I spluttered into my wine. ‘You’re Sidney Blood?’

A troubled grin exposed his long yellow teeth. ‘What an idiot you are. There must be twenty writers churning out a Pulp Book by Sidney Blood now and again. It pays my club subscriptions for one thing. It’s a bit of a challenge, for another. And then, I enjoy rattling off all that violence and obscenity. What’s more, to continue my litany of woe, I’ve also promised my ordinary publisher a new novel in a fortnight that he can bring out in the autumn, and apart from the fact that I want to give it to a publisher who’s promised me twice as much money, I tore up the first page this morning because it was no good, so don’t have anything to give anybody. I also have to write a lecture on the future of the modern novel before tomorrow. With so much work to do I can’t lift a finger.’

Bill gave his usual hee-haw laugh and made another move on the chessboard. ‘You’re up the creek with a hole in the boat and no paddle, and a three-hundred foot waterfall in the offing.’

Blaskin clutched the kind of head that should never have been without a hat. He was obviously not feeling well. Ever since the revelation that he was my father it had been hard to think of him as such. At twenty-five years of age, when the news broke, I no longer needed a father. Before then, he’d have been a bloody pest. Maybe if he and my mother had managed to live a normal life when they finally got married our connection would have been more convincing, but the last thing we knew she had gone on a bus to join a lesbian commune in Turkey. At least Blaskin said, and if so, who could blame her — the way he had treated her after the first weeks of their reunion had worn off? Not that she had given him much peace, either.

Blaskin resembled a mad uncle more than anything, meaning he was more likable than if he had been my father, because whereas a father might have cast me off when I got into trouble with the police, Blaskin had generously stood by and given some help.
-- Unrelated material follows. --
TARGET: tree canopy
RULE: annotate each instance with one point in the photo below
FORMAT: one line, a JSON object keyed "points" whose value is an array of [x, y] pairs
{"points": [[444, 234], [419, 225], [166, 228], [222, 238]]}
‘If you listen to me,’ I said, ‘your troubles are over, the present ones, anyway. I’ll spill what I know about Moggerhanger onto a tape recorder, so that all you’ve got to do is get it typed. That’ll give you a nice wad to show him, and he won’t mind as long as you hand something over.’

‘He’s already had a fat packet of stuff from me,’ Bill said.
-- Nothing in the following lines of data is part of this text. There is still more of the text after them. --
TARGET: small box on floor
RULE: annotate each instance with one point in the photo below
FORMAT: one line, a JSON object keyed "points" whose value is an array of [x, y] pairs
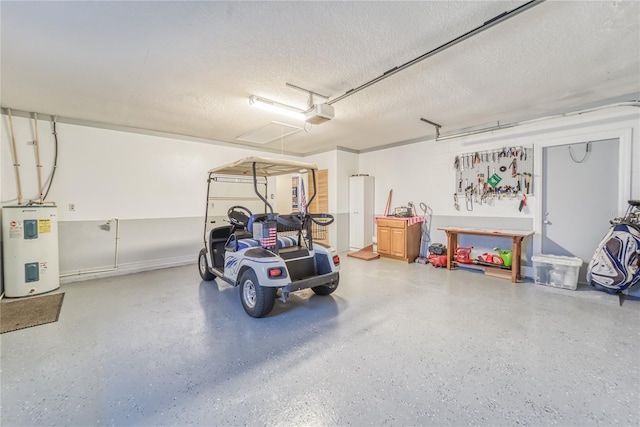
{"points": [[557, 271]]}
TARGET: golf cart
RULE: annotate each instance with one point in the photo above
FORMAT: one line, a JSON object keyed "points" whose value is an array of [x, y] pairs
{"points": [[248, 245]]}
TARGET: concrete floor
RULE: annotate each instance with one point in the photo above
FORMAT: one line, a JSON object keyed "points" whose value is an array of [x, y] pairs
{"points": [[396, 344]]}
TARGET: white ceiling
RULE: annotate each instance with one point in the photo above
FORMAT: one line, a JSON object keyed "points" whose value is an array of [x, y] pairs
{"points": [[188, 68]]}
‘That’s good, then. And as for the novel by Sidney Blood, you can write that, Billy. Read a couple, and you’ll soon spew it out. The typist can correct your bad grammar.’

Bill poured more drinks. ‘I’ve read scores already. They’re on every airport bookstall I’ve been through, as well as in pirated editions all over India. I’m game for having a go at writing one. It’ll pay Major Blaskin back for his wonderful hospitality.’

Gilbert threaded his fingers together and smiled. ‘Acting Major, please.’

I stood up. ‘And so Gilbert can get on with his lecture, which he can finish by tonight.’

‘You mean I have to get to work right away?’ he wailed.

That was all the thanks and appreciation I got for my ingenuity. ‘I read in last week’s Guardian that the best medicine for a difficult menopause is work. In any case, if you don’t want to give your new novel to the present publisher — a novel that you haven’t yet written, I might add — why don’t you write a shit novel in a week and let them have that one to turn down? Then you’re free, and you can write a proper one for your new publisher.’